In In re Under Armour Securities Litigation, the District of Maryland dismissed a class action alleging various violations of the securities laws. According to plaintiffs, “Defendants concealed their sales and revenue problems during the Class Period, making false claims of explosive growth and strong customer demand while downplaying the ballooning inventory liquidations and gross margin compression.” The court first addressed whether plaintiffs’ Section 11 claims were barred by the statute of limitations. Plaintiffs argued that the Supreme Court modified the standard for inquiry notice under the Securities Act in its decision in Merck & Co. v. Reynolds. In Merck, the Supreme Court held that the limitation period only starts to run “once the plaintiff did discover or a reasonably diligent plaintiff would have ‘discover[ed] the facts constituting the violation.’” While the court agreed that Merck applied to modify the statute of limitations period under Section 11, that court found that the plaintiffs’ claims were not timely because there were earlier disclosures that “were sufficient triggers to allow Securities Act Plaintiff to have investigated, and to reasonably have discovered” the relevant facts supporting their pleading. The court also found that the majority of the alleged misstatements concerning revenue projections and growing interest in the Under Armour brand constituted corporate optimism, or “puffery,” and that plaintiffs did not offer any evidence that the statements were false at the time that they were made. Finally, the court dismissed the remaining alleged misstatements, including statements concerning inventory and Under Armour’s ability to improve its margins, because the plaintiffs failed to adequately plead any evidence of “Defendants’ contemporaneous knowledge that the statement was false when made.” This decision is significant for extending the Supreme Court’s “reasonable diligence” holding in Merck to modify the statute of limitations for the Securities Act. It also emphasizes the importance of offering contemporaneous evidence showing that an alleged misstatement is false or misleading.


On September 14, 2018, the District of New Jersey denied defendant Global Digital Solutions, Inc.’s motions to dismiss a securities class action against the company and its former directors and officers in Hull v. Global Digital Solutions, Inc. The key issue before the court was whether plaintiffs had sufficiently pleaded market efficiency, such that there was a presumption of reliance under the fraud-on-the-market theory. In considering the adequacy of the pleadings, the court looked to the Cammer factors, which the court viewed as “an acceptable basic framework for evaluating whether a plaintiff’s allegations of efficiency are plausible.” The Cammer factors include (1) percentage of weekly trading volume; (2) coverage of a company’s stock in securities analyst reports; (3) the reported number of market-makers; (4) the company’s eligibility to file an S-3 registration statement; and (5) quick responses in stock price caused by unexpected corporate events or financial releases.

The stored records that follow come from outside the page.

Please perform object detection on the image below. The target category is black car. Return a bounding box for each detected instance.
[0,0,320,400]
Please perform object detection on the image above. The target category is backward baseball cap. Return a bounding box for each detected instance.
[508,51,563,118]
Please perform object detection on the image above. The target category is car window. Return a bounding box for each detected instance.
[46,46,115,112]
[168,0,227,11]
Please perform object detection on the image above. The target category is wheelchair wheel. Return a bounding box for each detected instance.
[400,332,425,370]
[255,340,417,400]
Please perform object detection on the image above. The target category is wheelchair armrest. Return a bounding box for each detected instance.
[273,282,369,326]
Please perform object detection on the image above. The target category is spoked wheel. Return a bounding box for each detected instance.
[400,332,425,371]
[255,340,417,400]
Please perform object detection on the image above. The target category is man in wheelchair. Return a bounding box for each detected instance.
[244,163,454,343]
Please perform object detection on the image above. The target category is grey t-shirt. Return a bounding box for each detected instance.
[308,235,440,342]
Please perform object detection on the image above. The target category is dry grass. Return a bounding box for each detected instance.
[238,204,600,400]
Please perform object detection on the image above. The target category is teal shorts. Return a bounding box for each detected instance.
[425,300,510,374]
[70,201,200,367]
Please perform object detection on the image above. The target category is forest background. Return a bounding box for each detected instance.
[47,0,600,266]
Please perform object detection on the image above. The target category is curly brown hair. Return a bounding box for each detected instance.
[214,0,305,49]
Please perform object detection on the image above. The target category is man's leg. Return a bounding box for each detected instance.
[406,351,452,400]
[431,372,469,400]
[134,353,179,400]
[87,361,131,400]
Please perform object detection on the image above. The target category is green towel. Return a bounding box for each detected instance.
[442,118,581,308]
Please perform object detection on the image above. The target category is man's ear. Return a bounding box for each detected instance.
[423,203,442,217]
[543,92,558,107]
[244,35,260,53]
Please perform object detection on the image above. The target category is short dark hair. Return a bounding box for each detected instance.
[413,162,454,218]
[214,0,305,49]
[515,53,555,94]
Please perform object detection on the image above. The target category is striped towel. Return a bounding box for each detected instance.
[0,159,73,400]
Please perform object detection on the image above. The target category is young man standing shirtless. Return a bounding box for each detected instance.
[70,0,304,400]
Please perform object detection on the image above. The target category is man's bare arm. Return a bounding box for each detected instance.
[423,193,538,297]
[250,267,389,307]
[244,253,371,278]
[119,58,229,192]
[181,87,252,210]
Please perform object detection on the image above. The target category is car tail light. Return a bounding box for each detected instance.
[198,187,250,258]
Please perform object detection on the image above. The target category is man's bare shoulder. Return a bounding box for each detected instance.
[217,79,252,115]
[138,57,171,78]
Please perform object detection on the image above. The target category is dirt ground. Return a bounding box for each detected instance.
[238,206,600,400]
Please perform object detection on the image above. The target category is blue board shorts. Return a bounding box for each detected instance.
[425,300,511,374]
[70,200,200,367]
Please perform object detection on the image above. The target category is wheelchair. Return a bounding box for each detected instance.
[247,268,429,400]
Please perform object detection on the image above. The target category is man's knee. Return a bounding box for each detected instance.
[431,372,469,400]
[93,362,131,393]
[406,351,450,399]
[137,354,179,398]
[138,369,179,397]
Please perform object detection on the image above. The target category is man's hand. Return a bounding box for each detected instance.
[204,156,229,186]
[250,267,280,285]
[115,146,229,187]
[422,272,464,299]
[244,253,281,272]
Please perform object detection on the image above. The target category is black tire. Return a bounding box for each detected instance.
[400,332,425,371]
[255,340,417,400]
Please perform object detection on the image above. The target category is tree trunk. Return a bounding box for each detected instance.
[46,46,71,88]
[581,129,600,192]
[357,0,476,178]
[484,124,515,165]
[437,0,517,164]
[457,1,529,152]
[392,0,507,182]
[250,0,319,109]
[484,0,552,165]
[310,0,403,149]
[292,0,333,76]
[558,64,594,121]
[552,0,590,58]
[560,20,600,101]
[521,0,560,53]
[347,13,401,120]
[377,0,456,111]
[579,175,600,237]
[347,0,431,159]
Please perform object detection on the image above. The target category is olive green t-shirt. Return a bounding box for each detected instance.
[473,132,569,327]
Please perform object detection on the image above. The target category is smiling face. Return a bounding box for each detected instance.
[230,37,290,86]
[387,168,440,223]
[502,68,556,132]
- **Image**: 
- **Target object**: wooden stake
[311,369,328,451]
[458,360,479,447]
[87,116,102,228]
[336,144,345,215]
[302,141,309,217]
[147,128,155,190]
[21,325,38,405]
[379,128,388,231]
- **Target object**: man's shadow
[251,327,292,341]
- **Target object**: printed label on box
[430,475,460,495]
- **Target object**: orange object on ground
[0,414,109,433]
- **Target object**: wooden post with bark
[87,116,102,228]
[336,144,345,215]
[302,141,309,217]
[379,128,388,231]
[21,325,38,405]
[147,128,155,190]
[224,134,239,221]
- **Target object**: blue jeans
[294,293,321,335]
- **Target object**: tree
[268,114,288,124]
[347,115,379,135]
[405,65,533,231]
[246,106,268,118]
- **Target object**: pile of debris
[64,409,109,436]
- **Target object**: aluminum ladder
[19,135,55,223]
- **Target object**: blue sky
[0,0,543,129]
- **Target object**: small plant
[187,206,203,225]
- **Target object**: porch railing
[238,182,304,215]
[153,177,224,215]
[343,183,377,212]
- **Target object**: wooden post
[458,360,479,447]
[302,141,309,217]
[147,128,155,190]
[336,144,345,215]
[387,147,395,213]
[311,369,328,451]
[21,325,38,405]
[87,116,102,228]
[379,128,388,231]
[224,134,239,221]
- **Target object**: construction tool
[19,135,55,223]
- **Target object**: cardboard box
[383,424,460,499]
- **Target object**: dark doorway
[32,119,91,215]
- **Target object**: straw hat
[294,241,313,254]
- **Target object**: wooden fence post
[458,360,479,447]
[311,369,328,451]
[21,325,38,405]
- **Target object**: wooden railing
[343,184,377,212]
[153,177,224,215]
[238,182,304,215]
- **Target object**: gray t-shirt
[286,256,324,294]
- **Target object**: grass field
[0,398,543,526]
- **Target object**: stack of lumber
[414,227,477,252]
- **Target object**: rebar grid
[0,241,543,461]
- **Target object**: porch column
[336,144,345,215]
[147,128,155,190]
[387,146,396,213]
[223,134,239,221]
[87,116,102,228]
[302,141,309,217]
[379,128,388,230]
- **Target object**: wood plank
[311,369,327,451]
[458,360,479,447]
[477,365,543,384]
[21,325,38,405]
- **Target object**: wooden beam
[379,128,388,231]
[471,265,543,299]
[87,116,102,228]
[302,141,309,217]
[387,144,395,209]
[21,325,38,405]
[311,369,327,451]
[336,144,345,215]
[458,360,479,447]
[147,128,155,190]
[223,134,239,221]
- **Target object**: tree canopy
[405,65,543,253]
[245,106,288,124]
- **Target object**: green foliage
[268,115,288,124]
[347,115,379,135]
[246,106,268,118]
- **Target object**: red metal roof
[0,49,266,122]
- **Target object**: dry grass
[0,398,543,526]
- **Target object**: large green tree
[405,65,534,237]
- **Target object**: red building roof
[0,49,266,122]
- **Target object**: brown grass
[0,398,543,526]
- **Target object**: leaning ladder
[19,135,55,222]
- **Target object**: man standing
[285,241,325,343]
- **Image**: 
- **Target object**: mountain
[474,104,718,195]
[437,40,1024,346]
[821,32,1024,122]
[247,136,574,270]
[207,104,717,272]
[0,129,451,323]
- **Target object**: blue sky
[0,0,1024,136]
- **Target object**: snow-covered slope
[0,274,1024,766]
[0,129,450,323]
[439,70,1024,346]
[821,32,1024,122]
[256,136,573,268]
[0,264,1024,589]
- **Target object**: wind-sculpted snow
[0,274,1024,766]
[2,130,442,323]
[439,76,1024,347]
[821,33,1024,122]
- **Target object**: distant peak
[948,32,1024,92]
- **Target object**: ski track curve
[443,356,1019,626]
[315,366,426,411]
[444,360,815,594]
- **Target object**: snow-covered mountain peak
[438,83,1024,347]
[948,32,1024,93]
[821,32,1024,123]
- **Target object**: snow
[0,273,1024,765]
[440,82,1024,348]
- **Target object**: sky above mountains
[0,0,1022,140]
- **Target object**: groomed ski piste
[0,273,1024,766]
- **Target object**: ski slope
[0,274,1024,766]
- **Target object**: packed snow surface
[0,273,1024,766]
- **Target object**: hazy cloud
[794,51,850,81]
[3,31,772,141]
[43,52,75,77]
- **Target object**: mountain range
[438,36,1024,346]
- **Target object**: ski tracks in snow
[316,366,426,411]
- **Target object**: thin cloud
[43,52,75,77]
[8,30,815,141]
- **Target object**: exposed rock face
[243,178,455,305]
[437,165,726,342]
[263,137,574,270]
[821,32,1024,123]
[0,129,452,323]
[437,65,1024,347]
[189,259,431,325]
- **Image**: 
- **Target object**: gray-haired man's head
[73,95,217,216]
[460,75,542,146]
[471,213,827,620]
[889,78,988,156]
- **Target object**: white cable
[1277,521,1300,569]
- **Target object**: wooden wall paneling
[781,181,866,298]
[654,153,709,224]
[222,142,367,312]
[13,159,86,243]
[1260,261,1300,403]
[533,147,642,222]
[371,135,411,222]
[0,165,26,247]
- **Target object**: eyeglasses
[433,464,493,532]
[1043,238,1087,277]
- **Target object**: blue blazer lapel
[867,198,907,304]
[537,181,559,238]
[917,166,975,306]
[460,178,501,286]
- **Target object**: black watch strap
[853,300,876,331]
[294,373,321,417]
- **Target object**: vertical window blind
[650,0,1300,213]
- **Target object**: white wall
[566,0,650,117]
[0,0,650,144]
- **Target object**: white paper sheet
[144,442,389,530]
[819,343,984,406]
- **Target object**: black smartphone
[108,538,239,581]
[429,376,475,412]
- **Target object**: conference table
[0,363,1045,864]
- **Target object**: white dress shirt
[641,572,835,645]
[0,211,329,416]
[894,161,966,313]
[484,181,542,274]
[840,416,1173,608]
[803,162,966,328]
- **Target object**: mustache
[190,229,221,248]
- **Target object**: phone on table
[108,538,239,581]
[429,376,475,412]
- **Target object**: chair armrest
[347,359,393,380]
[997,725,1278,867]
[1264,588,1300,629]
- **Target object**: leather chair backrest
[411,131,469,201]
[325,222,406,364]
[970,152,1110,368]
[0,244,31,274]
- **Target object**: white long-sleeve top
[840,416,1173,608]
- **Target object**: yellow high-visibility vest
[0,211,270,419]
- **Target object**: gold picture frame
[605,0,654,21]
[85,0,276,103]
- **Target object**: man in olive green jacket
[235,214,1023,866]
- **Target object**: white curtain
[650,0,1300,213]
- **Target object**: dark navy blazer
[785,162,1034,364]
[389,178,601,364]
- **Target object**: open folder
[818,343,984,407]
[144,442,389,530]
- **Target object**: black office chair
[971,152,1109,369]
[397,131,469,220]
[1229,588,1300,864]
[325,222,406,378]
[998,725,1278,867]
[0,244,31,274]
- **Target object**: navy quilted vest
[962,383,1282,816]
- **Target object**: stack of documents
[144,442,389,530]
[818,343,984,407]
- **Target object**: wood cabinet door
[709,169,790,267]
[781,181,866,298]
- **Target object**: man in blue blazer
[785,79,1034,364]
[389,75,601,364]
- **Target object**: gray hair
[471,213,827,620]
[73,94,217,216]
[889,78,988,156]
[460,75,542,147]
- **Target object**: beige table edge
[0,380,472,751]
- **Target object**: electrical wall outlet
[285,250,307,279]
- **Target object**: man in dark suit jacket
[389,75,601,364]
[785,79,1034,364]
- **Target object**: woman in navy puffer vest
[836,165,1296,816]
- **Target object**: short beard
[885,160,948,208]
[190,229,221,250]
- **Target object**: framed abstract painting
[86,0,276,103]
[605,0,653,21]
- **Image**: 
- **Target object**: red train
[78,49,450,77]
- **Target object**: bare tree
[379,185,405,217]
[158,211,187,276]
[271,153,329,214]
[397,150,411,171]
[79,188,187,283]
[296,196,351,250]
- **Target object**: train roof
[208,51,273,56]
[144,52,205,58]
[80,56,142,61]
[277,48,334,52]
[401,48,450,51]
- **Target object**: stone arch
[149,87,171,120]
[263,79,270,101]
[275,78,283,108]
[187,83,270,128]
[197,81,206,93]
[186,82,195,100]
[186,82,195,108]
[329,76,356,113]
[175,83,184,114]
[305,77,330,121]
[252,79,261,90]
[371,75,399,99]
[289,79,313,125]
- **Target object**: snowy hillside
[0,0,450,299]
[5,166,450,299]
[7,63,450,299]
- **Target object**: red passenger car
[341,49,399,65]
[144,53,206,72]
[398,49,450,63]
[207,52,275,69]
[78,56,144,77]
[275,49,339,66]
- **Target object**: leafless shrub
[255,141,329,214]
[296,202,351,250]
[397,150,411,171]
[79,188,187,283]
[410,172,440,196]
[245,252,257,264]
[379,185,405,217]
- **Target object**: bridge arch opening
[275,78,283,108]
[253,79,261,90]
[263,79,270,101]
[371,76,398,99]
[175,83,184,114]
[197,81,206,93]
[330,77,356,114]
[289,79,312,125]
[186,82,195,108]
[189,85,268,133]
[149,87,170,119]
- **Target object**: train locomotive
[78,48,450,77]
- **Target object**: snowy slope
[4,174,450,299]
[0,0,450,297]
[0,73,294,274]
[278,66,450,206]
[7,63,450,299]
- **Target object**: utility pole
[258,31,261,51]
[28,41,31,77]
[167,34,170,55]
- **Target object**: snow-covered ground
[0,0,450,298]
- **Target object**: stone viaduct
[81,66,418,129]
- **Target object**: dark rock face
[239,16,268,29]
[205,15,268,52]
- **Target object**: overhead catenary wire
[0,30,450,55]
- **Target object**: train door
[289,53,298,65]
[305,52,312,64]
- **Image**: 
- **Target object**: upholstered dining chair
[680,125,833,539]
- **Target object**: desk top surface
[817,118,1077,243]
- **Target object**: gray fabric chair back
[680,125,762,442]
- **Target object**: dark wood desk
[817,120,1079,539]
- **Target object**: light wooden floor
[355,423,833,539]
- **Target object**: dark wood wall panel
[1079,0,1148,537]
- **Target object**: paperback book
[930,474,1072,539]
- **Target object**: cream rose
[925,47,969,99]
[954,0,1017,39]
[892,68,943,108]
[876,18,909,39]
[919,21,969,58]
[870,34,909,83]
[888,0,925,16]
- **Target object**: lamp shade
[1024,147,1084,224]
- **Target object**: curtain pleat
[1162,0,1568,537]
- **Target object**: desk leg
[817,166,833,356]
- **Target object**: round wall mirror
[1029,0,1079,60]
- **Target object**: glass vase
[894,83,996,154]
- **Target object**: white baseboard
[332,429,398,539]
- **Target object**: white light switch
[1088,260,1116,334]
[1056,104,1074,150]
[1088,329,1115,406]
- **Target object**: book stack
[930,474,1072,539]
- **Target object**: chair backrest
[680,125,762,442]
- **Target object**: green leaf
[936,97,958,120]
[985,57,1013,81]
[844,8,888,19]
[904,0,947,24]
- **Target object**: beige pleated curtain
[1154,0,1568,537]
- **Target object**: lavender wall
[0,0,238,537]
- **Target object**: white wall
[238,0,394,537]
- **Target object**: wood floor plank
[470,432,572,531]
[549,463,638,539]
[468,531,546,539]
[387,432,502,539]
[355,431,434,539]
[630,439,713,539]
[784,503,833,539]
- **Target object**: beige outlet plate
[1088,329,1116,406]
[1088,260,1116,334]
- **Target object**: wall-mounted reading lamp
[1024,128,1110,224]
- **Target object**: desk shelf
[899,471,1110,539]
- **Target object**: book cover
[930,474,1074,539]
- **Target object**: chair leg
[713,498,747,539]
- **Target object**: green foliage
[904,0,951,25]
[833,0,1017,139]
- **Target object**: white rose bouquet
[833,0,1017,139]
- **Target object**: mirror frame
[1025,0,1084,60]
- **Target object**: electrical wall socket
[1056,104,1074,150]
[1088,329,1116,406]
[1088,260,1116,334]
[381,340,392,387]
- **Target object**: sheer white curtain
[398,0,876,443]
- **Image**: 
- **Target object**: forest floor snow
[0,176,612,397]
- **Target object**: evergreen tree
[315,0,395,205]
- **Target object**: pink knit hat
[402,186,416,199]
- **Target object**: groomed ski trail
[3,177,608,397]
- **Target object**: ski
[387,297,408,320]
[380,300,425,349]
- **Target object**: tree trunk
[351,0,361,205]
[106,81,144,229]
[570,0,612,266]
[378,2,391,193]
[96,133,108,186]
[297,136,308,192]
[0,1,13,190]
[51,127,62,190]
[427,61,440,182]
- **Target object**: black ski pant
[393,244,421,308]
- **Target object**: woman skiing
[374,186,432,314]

Plaintiffs argued that at least four of the Cammer factors were satisfied in this case, while defendants argued that plaintiffs’ allegations were “contradictory” and “threadbare.” The court found that it was sufficient at this stage for plaintiffs’ allegations to show that two of the factors—the average weekly trading volume and market reaction—supported a finding of market efficiency. The court held that plaintiffs’ failure to plead facts in support of all the factors did not justify dismissal, and even though the facts alleged by the plaintiffs were not “resoundingly” or “overwhelmingly” in plaintiffs’ favor, the “allegations suffice at this stage to permit Plaintiff to go forward.” This decision highlights the relatively low standard that applies during the pleading stage, where a plaintiff need only plead rather than prove the facts supporting its claim of fraud-on-the-market.